The future development of STSP-0902 will proceed along two parallel paths, each with distinct milestones and challenges.
STSP-0902 is a well-conceived, second-generation NGF therapeutic backed by a clear and intelligent clinical development strategy. The molecule's design and the structure of its clinical trials reflect a deep understanding of the competitive landscapes in its target indications.
In the neurotrophic keratitis market, STSP-0902 is poised to be a strong competitor. Its potential for a significantly reduced dosing burden and an improved tolerability profile are clinically meaningful advantages that could drive rapid adoption if validated in late-stage trials. It has the potential to become the new standard of care based on a superior overall product profile.
In the male infertility market, STSP-0902 represents a high-risk, paradigm-shifting opportunity. The field has been without significant pharmacological innovation for decades. While the probability of success is inherently lower than in the NK program, a positive outcome would be transformative. A successful drug would create an entirely new market, offering hope to millions of couples and establishing STSP-0902 as a first-in-class, blockbuster asset.
Overall, Staidson's development of STSP-0902 is a noteworthy case study in strategic biopharmaceutical R&D. It demonstrates how advanced protein engineering can be leveraged to create a single molecule capable of competing effectively in an existing market while simultaneously pioneering a new one.
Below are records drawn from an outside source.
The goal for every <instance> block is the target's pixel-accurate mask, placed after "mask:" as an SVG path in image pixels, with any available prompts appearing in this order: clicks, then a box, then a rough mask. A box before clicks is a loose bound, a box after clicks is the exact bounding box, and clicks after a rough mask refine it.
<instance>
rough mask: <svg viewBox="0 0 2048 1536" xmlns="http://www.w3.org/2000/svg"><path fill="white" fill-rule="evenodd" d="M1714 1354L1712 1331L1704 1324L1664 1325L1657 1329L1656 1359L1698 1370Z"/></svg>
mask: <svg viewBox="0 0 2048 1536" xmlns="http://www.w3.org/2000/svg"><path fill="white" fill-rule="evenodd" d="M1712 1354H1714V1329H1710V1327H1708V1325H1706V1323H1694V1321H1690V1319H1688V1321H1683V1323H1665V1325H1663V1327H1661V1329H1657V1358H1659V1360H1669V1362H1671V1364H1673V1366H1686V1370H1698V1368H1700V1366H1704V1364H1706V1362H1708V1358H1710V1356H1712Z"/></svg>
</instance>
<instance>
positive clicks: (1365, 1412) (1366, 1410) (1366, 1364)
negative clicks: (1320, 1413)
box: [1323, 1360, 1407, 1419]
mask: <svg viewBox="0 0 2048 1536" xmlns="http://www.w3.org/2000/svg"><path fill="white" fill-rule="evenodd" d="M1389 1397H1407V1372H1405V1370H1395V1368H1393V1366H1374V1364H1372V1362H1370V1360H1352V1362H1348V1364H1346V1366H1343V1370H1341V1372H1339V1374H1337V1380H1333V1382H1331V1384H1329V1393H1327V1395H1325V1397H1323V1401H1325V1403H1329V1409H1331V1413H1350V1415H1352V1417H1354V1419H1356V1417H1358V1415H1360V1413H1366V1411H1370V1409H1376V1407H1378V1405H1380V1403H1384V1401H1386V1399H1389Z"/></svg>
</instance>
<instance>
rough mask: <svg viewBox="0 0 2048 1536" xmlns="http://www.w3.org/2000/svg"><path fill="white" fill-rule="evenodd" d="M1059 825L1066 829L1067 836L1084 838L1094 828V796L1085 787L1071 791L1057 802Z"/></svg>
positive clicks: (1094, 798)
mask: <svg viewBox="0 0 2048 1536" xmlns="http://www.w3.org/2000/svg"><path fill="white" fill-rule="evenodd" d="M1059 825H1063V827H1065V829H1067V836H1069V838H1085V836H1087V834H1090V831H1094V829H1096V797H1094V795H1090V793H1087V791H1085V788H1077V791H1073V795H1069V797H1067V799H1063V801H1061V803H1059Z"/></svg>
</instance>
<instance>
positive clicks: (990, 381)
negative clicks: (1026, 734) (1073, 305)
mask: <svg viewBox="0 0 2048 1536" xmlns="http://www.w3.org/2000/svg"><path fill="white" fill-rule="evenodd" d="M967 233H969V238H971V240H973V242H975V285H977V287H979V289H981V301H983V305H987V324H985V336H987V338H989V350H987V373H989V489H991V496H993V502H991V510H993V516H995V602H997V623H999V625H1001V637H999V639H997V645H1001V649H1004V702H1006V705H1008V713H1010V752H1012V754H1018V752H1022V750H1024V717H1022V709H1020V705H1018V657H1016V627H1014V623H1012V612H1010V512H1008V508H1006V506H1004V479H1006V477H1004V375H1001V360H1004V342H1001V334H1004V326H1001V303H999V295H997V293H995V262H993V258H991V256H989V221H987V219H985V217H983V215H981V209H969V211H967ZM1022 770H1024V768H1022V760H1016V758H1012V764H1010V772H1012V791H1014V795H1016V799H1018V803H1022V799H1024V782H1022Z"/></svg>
The dual-indication approach balances the more predictable path of a "bio-better" with the high-reward potential of a first-in-class therapeutic, creating a diversified and compelling asset portfolio.
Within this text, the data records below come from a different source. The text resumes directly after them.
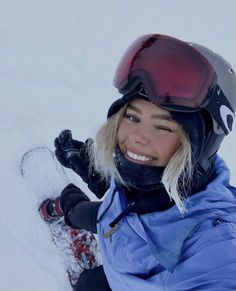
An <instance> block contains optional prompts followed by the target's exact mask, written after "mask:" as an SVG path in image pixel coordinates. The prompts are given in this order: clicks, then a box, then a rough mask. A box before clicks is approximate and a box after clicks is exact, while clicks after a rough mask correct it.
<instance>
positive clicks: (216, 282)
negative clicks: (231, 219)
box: [165, 223, 236, 291]
mask: <svg viewBox="0 0 236 291" xmlns="http://www.w3.org/2000/svg"><path fill="white" fill-rule="evenodd" d="M235 278H236V225H235V224H233V223H220V224H218V225H216V226H214V227H213V228H209V229H205V230H204V231H203V232H200V233H197V234H194V235H193V236H192V238H191V239H189V240H188V241H187V242H186V245H185V252H184V255H183V257H182V259H181V262H180V263H179V264H178V265H177V266H176V268H175V270H174V272H173V273H172V274H171V273H169V274H168V276H167V279H166V282H165V286H166V289H167V290H171V291H172V290H182V291H188V290H198V291H201V290H204V291H205V290H207V291H229V290H231V291H233V290H236V279H235Z"/></svg>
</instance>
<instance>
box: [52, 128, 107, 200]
mask: <svg viewBox="0 0 236 291" xmlns="http://www.w3.org/2000/svg"><path fill="white" fill-rule="evenodd" d="M92 143H93V140H92V139H91V138H89V139H87V140H86V141H85V142H84V143H83V142H81V141H77V140H74V139H73V138H72V134H71V131H70V130H69V129H66V130H63V131H62V132H61V133H60V135H59V136H58V137H57V138H56V139H55V141H54V145H55V147H56V149H55V155H56V157H57V159H58V161H59V162H60V163H61V164H62V165H63V166H65V167H67V168H70V169H72V170H73V171H75V172H76V173H77V174H78V175H79V176H80V177H81V178H82V180H83V181H84V182H85V183H86V184H87V185H88V188H89V189H90V190H91V191H92V192H93V193H94V194H95V195H96V196H97V197H98V198H101V197H102V196H103V195H104V194H105V192H106V190H107V189H108V187H109V184H108V183H107V182H106V181H105V179H101V176H100V174H99V173H98V172H97V171H95V170H94V169H93V167H90V157H89V154H88V147H89V146H91V144H92Z"/></svg>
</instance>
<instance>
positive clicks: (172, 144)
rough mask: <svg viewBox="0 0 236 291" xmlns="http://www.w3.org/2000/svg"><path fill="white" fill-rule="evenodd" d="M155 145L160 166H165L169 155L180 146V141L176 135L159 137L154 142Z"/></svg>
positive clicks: (180, 143) (169, 157)
mask: <svg viewBox="0 0 236 291" xmlns="http://www.w3.org/2000/svg"><path fill="white" fill-rule="evenodd" d="M155 145H156V151H157V153H158V158H159V162H160V163H161V166H166V165H167V164H168V162H169V160H170V159H171V157H172V156H173V155H174V153H175V152H176V151H177V150H178V149H179V147H180V146H181V142H180V139H179V138H178V137H176V138H175V137H173V138H162V139H159V142H156V143H155ZM159 166H160V165H159Z"/></svg>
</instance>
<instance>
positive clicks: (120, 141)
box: [117, 99, 181, 166]
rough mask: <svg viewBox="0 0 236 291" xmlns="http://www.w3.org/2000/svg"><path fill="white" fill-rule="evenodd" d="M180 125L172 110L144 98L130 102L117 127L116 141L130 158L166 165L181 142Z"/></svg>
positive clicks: (154, 165)
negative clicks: (177, 121) (180, 137)
mask: <svg viewBox="0 0 236 291" xmlns="http://www.w3.org/2000/svg"><path fill="white" fill-rule="evenodd" d="M180 132H181V125H179V124H178V123H177V122H176V121H174V120H173V119H172V117H171V115H170V113H169V112H168V111H166V110H164V109H161V108H160V107H158V106H156V105H155V104H153V103H151V102H149V101H145V100H143V99H135V100H133V101H132V102H130V103H129V105H128V107H127V109H126V112H125V115H124V117H123V119H122V121H121V123H120V126H119V128H118V131H117V142H118V145H119V147H120V149H121V151H122V153H123V154H124V156H125V158H126V159H127V160H130V161H132V162H134V163H138V164H143V165H152V166H166V165H167V163H168V162H169V160H170V158H171V157H172V156H173V154H174V153H175V152H176V151H177V150H178V148H179V147H180V145H181V142H180Z"/></svg>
NCT Identifier | Phase | Indication | Formulation | Population | Key Objectives | Status (as of research) |
---|---|---|---|---|---|---|
NCT06975748 | Phase 2 | Neurotrophic Keratitis | Ophthalmic Solution | 48 NK Patients (Stage 2/3) | Evaluate efficacy (corneal healing) and safety of 3x/day vs. 6x/day dosing | Recruiting |
NCT06597422 | Phase 1 | Safety/PK Study | Ophthalmic Solution | 80 Healthy Volunteers | Evaluate safety, tolerability, and PK in plasma and tears | Active, not recruiting |
NCT06948799 | Phase 1b | Astheno/Oligoasthenozoospermia | Subcutaneous Injection | Males with low sperm count/motility | Evaluate safety, tolerability, PK, and immunogenicity of multiple ascending doses | Recruiting |
Published at: October 5, 2025
This report is continuously updated as new research emerges.